Pendant ce moment de répit, que faisaient le colonel Everest et Mathieu Strux? Ils avaient regagné leur poste dans le donjon, et là, l’œil appuyé aux lunettes du cercle répétiteur, ils épiaient dans l’ombre le pic du Volquiria. Ni les cris ni les dangers ne pouvaient les émouvoir! Le cœur calme, le regard limpide, admirables de sang-froid, ils se succédaient devant l’oculaire, ils regardaient, ils observaient avec autant de précision que s’ils se fussent trouvés sous la coupole d’un observatoire, et quand, après un court repos, les hurlements des Makololos leur eurent appris que le combat recommençait, ces deux savants, à tour de rôle, restèrent de garde près du précieux instrument.

En effet, la lutte venait de reprendre.

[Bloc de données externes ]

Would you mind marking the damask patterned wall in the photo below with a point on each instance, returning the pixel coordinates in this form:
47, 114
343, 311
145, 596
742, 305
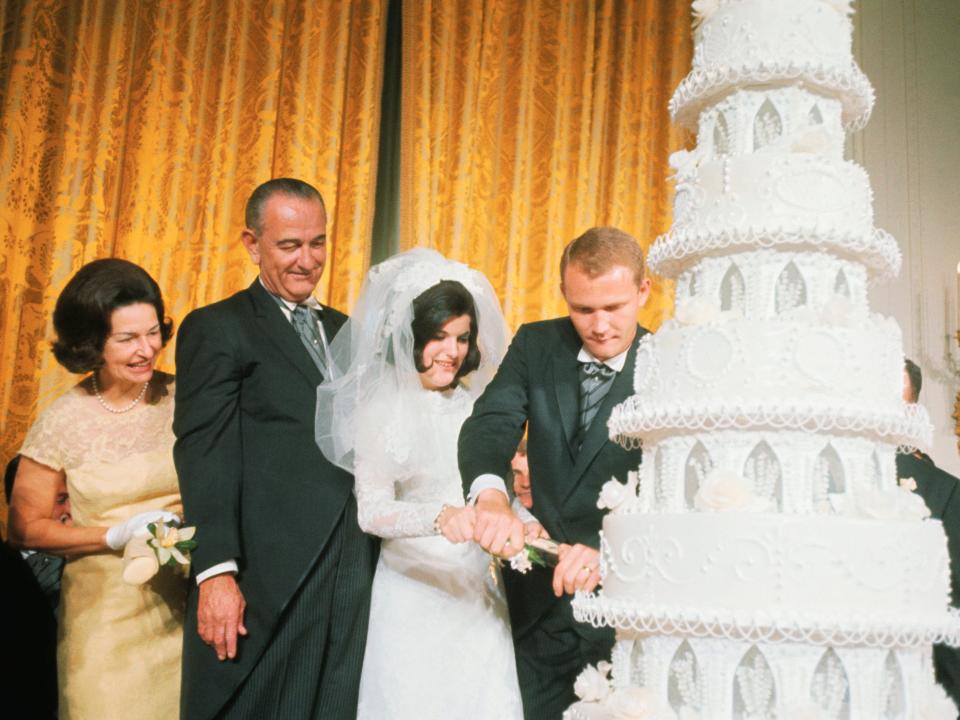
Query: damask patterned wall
137, 128
525, 123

La mitrailleuse ne pouvait plus suffire à atteindre les indigènes qui se présentaient en foule devant toutes les brèches, en poussant leurs cris de mort. Ce fut dans ces conditions et devant ces ouvertures défendues pied à pied, que le combat continua pendant une demi-heure encore. Les assiégés, protégés par leurs armes à feu, n’avaient reçu que des égratignures dues à quelques pointes d’assagaies. L’acharnement ne diminuait pas de part et d’autre, et la colère grandissait au milieu de ces engagements corps à corps.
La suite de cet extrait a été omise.